Well in the first sense George we didn't sell any of our production. All of our production as well as the time can high interest wells going forward of which we have completed now as I [indiscernible] . So those wells keep our original ownership now as well as Brigham wells. And to get into the crux of the question, understand that our first well we drilled with Brigham was in '09 and that was the Raddles #1 well which we are seeing and those wells are coming down somewhere between 100 barrels to 200 barrels a day. And I think the published numbers out there is the decline rate of some 3% to 5% after that. The numbers seem to me to be working that out. So, most of our base production, most of that 1,200 barrels I see is being stabilized and will not be declining, if at all. Complimenting that with the new wells that we are bringing on, even the smaller interest wells both with Brigham and Zavanna -- the 3 that we've got with Brigham that are planned and I would also feel confident they are going to give us more than the 3 this year. As well as additional wells with Zavanna so we don't give direction George, but certainly I could see us increasing our daily average production this year.
Okay and one last one on real estate. What's the value that you are carrying the project at now you took a $3 million charge -- so what is it valued at $20 million, $21 million range or less.
It was less [ph] prior George and we are down around it's right at $18 million.
$18 million.

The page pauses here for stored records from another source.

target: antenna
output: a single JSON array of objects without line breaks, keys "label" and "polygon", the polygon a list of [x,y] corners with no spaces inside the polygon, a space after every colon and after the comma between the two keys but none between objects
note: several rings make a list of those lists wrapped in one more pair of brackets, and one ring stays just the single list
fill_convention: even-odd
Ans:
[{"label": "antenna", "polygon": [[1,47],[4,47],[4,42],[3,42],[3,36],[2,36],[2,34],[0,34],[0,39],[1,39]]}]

Okay and the original cost on that was what around $23 million, $24 million.
$24 million, $25 million.
$24 million, $25 million. Okay.
Thank you and we also have a question from the line of William Marcellus [ph], another private investor.
My question relates to Mount Emmons and if the project plan is accepted say later in 2012, how long would it take to actually get the project underway and what is the company's annual cost before actual development starts to carry the project?
William, this is Mark and to begin with our annual cost including the water treatment plants and our projected cost for the year is about $2 million and of that $1.8 million is roughly for the water treatment plant, the other $200,000 is working on the mine plant of operations. All of the technical data that we will receive from Thompson Creek was basically completed in the formative pre-feasability study and we are moving that forward to draft the plan of operations and we expect to file that -- submit the plan of operations to the Forest Service by April of 2013 at the latest. From there permitting timeline there are a lot of uncertainties there but we believe it's going to be a minimum of 4 years is likely what we are projecting to take us through the [indiscernible] process.
And so then during that 4 years you will still be expending about the $2 million a year.
That is correct. It maybe a little higher with other work and public outreach and so forth possibly up to $1 million to be conservative.
Thank you, sir. And I see no further questions from the phone.
Alright, well ladies and gentlemen thank you for joining the call. Thank you for all the support from our shareholders and investors out there and for keeping an eye on us and we do look forward to an exciting 2012 and we look forward to updating you after our next quarter.
Thank you, sir. This concludes today's conference call. Everyone may now disconnect.